The Veils at Atomic Café, MunichIt was one of these rare beautiful evenings in Munich this year and we had our tickets for The Veils - so at first it was strange to come from bright sunshine into the Atomic Café´s darkness. But so worth it! Support was the local band called Line Walking Elephant, founded a year ago, they had just released their new Album. They played some sincere rock music although the audience were quite reserved and to a huge amount, not yet there.

So... with the main act entering the stage, the audience´s attitude changed completely and suddenly the venue was full with people. The Veils´ music is surreal and absolutely captivating! With thumping bass lines, Radiohead-like density, crashing guitars and a Mariachi-style entrée they created their unique sound. Produced by 7 people on the small Atomic Café stage, among them trumpet and sax, they did a really good job. Singer and songwriter Finn Andrews, with his distinctive baritone voice, singing beautifully, screaming huskily, twisting his voice and frequently changing acoustic against blues guitar and back. Bass player Sophia Burn, most of the time played head down, face hidden under blond hair, going with the flow. Sax and trumpet, second guitar and drums giving everything and new member Uberto Rapisardi did his part in an introverted way of perfection.
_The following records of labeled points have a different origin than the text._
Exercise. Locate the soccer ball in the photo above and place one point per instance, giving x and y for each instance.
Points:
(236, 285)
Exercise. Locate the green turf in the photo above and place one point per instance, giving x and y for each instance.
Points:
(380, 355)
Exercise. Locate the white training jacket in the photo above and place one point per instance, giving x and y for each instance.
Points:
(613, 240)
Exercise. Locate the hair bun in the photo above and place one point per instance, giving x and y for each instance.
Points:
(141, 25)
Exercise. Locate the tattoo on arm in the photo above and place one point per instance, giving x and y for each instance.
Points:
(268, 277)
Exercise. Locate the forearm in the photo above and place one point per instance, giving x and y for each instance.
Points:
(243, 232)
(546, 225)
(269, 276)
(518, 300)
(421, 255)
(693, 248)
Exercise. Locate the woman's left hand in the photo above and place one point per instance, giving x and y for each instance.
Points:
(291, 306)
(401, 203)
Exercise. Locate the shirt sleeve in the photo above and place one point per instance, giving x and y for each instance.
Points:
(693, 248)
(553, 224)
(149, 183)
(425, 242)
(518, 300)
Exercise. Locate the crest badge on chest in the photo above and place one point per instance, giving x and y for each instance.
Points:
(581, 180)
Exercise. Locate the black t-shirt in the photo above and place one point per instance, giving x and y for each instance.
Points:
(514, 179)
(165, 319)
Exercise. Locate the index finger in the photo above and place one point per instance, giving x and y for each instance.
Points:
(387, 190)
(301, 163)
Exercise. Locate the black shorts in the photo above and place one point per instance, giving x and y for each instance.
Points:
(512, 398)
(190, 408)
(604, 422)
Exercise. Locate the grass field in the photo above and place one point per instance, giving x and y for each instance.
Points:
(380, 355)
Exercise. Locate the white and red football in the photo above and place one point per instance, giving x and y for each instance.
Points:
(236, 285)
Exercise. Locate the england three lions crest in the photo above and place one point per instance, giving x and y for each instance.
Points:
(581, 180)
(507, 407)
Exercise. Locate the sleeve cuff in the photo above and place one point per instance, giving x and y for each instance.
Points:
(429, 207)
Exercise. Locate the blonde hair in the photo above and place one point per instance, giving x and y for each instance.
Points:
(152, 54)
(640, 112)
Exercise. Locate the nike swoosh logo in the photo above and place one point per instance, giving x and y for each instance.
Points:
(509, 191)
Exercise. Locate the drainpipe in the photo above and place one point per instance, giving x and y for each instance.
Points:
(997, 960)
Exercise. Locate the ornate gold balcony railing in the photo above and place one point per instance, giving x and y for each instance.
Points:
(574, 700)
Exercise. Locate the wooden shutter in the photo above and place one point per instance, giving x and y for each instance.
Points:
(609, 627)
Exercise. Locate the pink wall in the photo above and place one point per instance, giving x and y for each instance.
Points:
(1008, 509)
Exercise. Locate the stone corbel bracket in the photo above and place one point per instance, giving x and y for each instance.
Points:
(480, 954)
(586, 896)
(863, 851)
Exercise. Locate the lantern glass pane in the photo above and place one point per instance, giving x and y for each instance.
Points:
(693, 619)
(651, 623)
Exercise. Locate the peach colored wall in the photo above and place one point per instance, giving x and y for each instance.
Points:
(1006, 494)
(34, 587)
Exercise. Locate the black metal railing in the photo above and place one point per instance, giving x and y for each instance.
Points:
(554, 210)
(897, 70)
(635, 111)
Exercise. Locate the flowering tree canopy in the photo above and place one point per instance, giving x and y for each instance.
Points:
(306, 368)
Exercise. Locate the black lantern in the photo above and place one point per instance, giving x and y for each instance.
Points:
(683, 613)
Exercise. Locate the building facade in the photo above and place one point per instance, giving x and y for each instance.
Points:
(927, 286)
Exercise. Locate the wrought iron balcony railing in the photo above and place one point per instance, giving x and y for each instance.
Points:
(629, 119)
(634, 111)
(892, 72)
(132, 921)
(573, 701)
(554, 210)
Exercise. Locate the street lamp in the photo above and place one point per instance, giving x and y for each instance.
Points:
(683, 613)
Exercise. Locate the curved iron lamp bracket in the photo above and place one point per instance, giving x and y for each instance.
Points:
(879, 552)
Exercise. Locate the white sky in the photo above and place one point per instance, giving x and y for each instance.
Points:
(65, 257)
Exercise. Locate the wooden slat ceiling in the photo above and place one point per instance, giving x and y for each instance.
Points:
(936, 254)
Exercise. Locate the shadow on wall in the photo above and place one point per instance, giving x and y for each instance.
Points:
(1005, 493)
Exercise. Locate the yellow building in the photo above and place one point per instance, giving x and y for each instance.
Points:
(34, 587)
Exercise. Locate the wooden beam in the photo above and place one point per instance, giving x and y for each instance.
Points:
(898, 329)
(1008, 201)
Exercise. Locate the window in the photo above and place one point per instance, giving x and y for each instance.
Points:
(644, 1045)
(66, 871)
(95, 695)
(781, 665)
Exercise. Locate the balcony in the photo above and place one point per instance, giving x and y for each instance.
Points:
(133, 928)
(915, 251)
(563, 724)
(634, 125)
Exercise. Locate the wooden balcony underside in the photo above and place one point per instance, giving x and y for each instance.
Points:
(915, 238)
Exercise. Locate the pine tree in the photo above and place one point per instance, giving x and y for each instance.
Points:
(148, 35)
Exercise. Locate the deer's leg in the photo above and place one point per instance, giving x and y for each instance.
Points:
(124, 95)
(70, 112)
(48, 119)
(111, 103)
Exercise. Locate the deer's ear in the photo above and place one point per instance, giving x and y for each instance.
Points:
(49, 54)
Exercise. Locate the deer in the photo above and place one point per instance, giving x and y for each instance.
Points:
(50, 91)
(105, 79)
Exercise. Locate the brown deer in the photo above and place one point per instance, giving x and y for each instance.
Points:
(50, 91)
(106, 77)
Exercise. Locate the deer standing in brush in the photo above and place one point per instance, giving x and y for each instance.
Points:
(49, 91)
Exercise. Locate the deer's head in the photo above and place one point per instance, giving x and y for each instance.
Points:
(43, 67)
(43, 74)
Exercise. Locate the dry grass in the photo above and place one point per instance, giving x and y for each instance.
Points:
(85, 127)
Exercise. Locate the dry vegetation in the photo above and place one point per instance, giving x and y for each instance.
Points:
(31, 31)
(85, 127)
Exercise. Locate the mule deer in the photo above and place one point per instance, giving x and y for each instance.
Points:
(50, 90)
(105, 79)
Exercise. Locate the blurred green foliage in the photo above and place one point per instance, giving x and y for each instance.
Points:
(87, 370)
The mixed audience was more relaxed than ecstatic, enjoying the pleasure of good music like sipping a good old wine, first waking up with "Not yet" - some going with it, than back to the dreaming of melancholic brit-pop scenes. At some moments it was unsettling (in a good way) to watch Andrews' presence when he was literally shaking, eyes twisted to the ceiling, seeming kind of possessed.

The set was a mix of old songs like adorable encore Lavinia and songs from their latest album "Time Stays, We go" just released April 20 on their own label Pitch Beast Records. For this, the band could get English producer Bill Price out of retirement with whom they created a "richly analogue sound, rarely heard in popular music today" (press text).

My thoughts were echoed by these enthusiastic voices: "The best and most unsettling thing I've seen in music this year" (The LA Times) and "Quite possibly the most underrated band on the planet" (NME).

I just loved it. It was like a walk "Through The Deep, Dark Wood".